On May 16, 2005, the FDA published a notice to revise its "previous advice regarding the safety of albumin administration in critically ill patients." The notice formally acknowledged that the landmark SAFE (Saline vs. Albumin Fluid Evaluation) study has "resolved the prior safety concerns raised by the Cochrane Injuries Group" in a widely criticized 1998 meta-analysis that appeared in BMJ.
Access this notice.
The agency adopted the unanimous recommendation of its Blood Products Advisory Committee (BPAC) in mid-March, after hearing presentations by the lead SAFE investigator and others who pointed out (1) inherent flaws in the Cochrane study and (2) mounting evidence of important therapeutic advantages of albumin over crystalloids in specific clinical settings.
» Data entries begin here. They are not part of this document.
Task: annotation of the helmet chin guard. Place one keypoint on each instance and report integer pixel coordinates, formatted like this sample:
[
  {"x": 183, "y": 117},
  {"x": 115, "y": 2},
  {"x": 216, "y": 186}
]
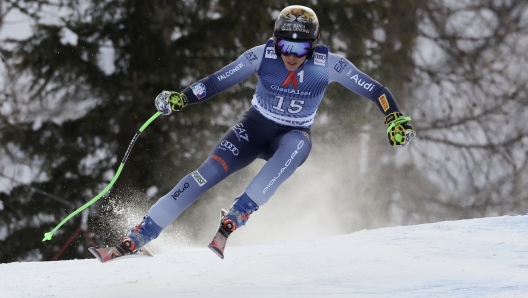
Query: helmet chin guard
[{"x": 297, "y": 23}]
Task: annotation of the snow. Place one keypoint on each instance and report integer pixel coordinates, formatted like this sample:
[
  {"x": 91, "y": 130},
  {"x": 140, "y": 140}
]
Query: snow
[{"x": 469, "y": 258}]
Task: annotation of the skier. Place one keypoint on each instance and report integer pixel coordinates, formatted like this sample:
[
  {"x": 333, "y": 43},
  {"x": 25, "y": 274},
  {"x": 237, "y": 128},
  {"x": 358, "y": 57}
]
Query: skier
[{"x": 293, "y": 73}]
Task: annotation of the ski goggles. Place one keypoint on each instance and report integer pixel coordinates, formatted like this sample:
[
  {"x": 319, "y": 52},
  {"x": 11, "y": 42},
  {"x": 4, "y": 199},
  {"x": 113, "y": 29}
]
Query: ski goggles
[{"x": 297, "y": 48}]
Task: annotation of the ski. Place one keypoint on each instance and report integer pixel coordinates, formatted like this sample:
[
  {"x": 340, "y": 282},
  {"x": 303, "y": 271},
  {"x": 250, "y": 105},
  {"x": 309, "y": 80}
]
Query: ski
[
  {"x": 219, "y": 241},
  {"x": 108, "y": 254}
]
Some specific points from the FDA/BPAC meeting are worth noting. We hope that review and discussion of this information will precipitate rethinking of current policies about albumin access and use:
- While overall mortality did not differ across all ICU patients infused with albumin or saline in the SAFE study, a subset analysis revealed that the relative risk of 28-day mortality for the 1,218-patient subgroup of severe sepsis patients was 0.87 favoring albumin (87 albumin group deaths for every 100 saline group deaths). Per 100 patients treated, this equates to 4.6 fewer deaths for subjects enrolled with severe sepsis who received albumin. This strong indication approached, but did not attain, statistical significance (p = 0.09). FFF is actively encouraging an extension of the trial in severe sepsis patients to establish whether this albumin survival advantage is statistically significant.
- When SAFE study investigators excluded enrolled trauma patients from their analysis, the use of albumin was associated with a 4% lower risk of mortality than the use of saline (RR = 0.96; p = 0.04). In 492 brain-injured trauma patients, who constituted just 7% of the total study population, there were 21 excess deaths among those given albumin. (The death rate for non-brain-injured subjects was exactly 6.2% in both treatment arms.) As recently pointed out, "this mortality difference could easily have occurred by chance."1 The SAFE investigators have suggested that a new trial may be organized to resolve this question.
- The Cochrane reviewers evaluated three small and very poorly designed investigational burn studies, two of which specified vastly excessive albumin dosing.2,3 Possibly attributable to fluid volume overload, mortality in the albumin groups in both of those studies exceeded mortality in the crystalloid groups. Neither of these highly experimental protocols represent the standard of care in resuscitative therapy for severe burn patients, and they should have been excluded in the Cochrane analysis.
Because FDA's advisory committee was not briefed on this fundamental flaw, and the SAFE study specifically excluded burn patients, the committee reluctantly concluded that "the relative safety of albumin for use in patients with burns cannot be determined at this time." We believe that burn specialists are in the best position to interpret the available medical literature, and consider their own experience, in determining the best resuscitative strategy for their patients.
FFF Enterprises strongly endorses recommendations by FDA, the SAFE investigators and others to complete clinical evaluations of albumin resuscitation in severe sepsis and other defined critical care populations where the SAFE trial presented evidence of important outcomes.